Implementation note: The foreign interface makes some assumptions about how string parameters are handled in Pascal and FORTRAN compilers. If a given Pascal or FORTRAN compiler has different conventions for the handling of string parameters, the interface will not work. The conventions are:

     Prolog:  +string(N)
     C:       Not supported
     Pascal:  type stringN = packed array [1..N] of char;
              var x: stringN
     FORTRAN: character*N
     

The argument must be instantiated to an atom, otherwise the call will signal an error. A character array, containing a copy of the characters of the atom, is passed by reference to the function. The text is truncated on the right or padded on the right with blanks to length N.

Note that the Pascal parameter is call-by-reference (var), the same as for the -string(N) case below.

     Prolog:  -string(N)
     C:       Not supported
     Pascal:  type stringN = packed array [1..N] of char;
              var x: stringN
     FORTRAN: character*N
     

A pointer to a character array of length N, initialized to all blanks, is passed to the function. It is assumed that the function will fill in this array. When the function returns, the atom that has the printed representation specified by the character array is unified with the corresponding argument of the Prolog call.

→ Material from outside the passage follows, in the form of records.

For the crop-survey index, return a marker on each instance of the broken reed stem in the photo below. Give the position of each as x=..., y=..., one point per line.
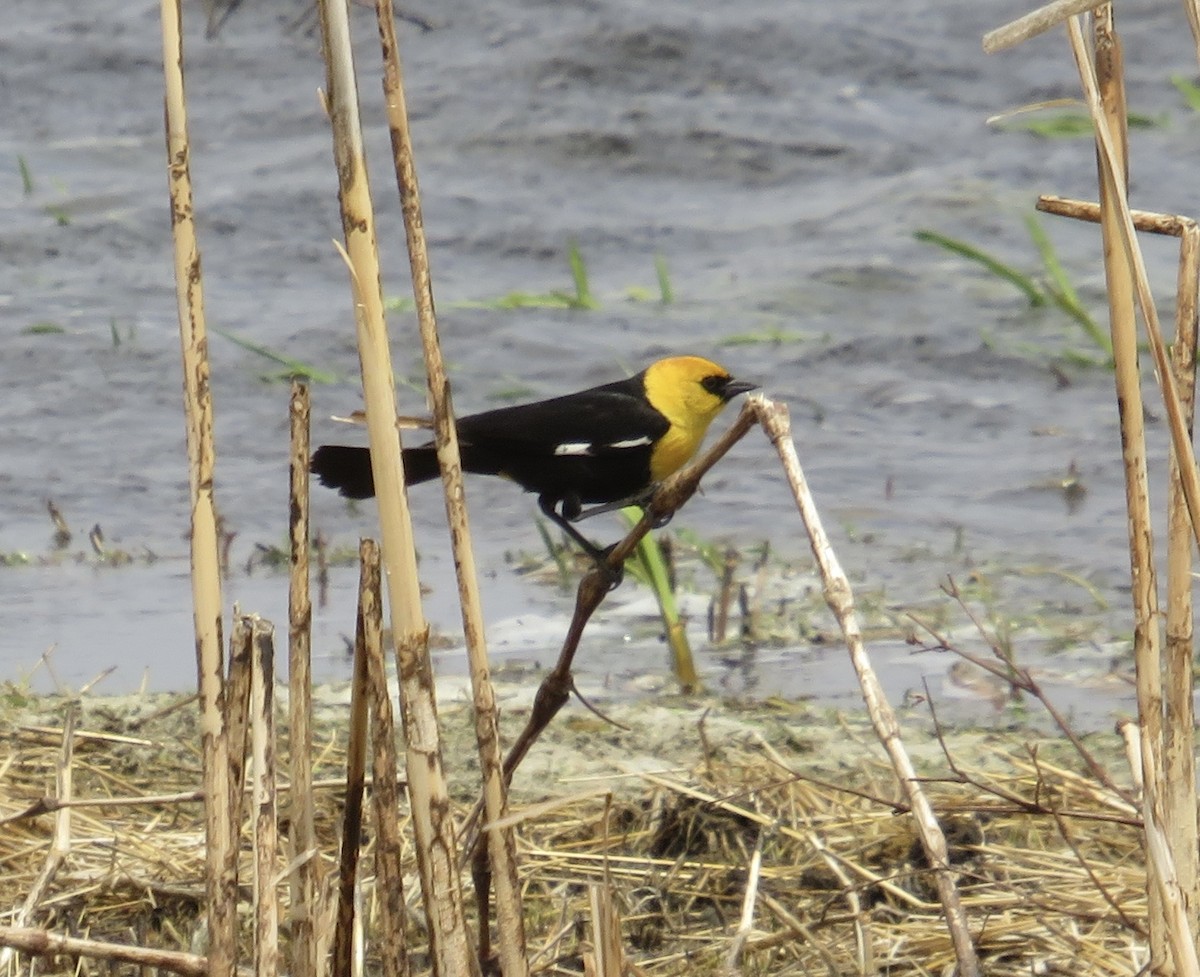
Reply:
x=37, y=942
x=1161, y=870
x=1179, y=683
x=1102, y=90
x=237, y=717
x=607, y=957
x=745, y=924
x=1033, y=23
x=432, y=819
x=262, y=712
x=220, y=870
x=1109, y=157
x=384, y=786
x=1123, y=325
x=303, y=833
x=60, y=840
x=1170, y=225
x=355, y=778
x=672, y=493
x=777, y=425
x=502, y=846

Trailing blanks in the character array are ignored. Thus if the foreign function sets a character array of length 6 to atom , Prolog will convert the result to the atom atom. Leading blanks are significant: if the foreign function returns this , the resulting atom is ' this'.

The argument can be of any type; if it cannot be unified with the returned atom, then the call fails. If the function does not fill in the character array, then the result is the null atom ''.

     Prolog:  [-string(N)]
     C:       Not supported
     Pascal:  Not Supported
     FORTRAN: character*N function
     

This argument specification is valid only for FORTRAN. The FORTRAN function result is initialized to a blank-filled character array of length N. It is assumed that the function will fill this array. The atom that has the printed representation specified by the character array is unified with the corresponding argument of the Prolog call.

Trailing blanks in the character array are ignored, as for the -string(N) case above.

The argument can be of any type; if it cannot be unified with the returned atom, then the call fails. If the function does not fill in the character array, then the result is the null atom ''.